- Directed by: Andrew Moniz Rock Baijnauth
- Production companies: Palmira PDC, Telestro, Filmic Entertainment
- Distributed by: HBO Documentary Films (US)
- Release date: May 1, 2011 (Hot Docs International);
- Running time: 72 minutes
- Countries: Canada Somalia
- Language: English

= The Pirate Tapes =

The Pirate Tapes is a documentary filmed by Somali-Canadian Mohamed Ashareh in Somalia and edited and produced by Palmira PDC in Canada. The film follows Ashareh, as he infiltrates a Somali pirate operation, giving a first person view of how they recruit and organize. The documentary premiered at the Hot Docs Canadian International Documentary Festival in 2011. It was picked up for distribution by HBO Documentary Films.

== The Plot ==
Ashareh lives undercover with pirates in Somalia for months during 2009, filming their activities with a small camera hanging around his neck. Some of the filming was done by a second cameraman.

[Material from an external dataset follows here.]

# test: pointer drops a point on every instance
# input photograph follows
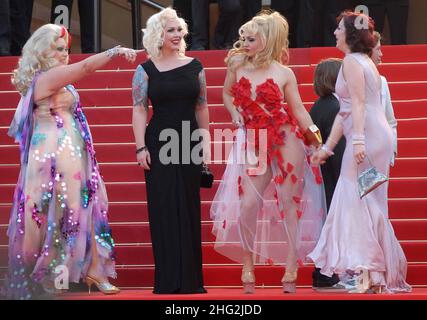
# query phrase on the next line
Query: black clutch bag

Ashareh was frequently in danger, and at one point they were both arrested and spent time in a Somali jail.

== Reception ==
The film has been heavily criticized for shortcomings attributed to Ashereh's lack of journalistic and filming experience. There has also been a dispute between Ashareh and Palmira PDC over the rights to the footage filmed by Ashereh. Andrew Moniz of Palmira PDC maintains the contracts "clearly" state Palmira would own the footage.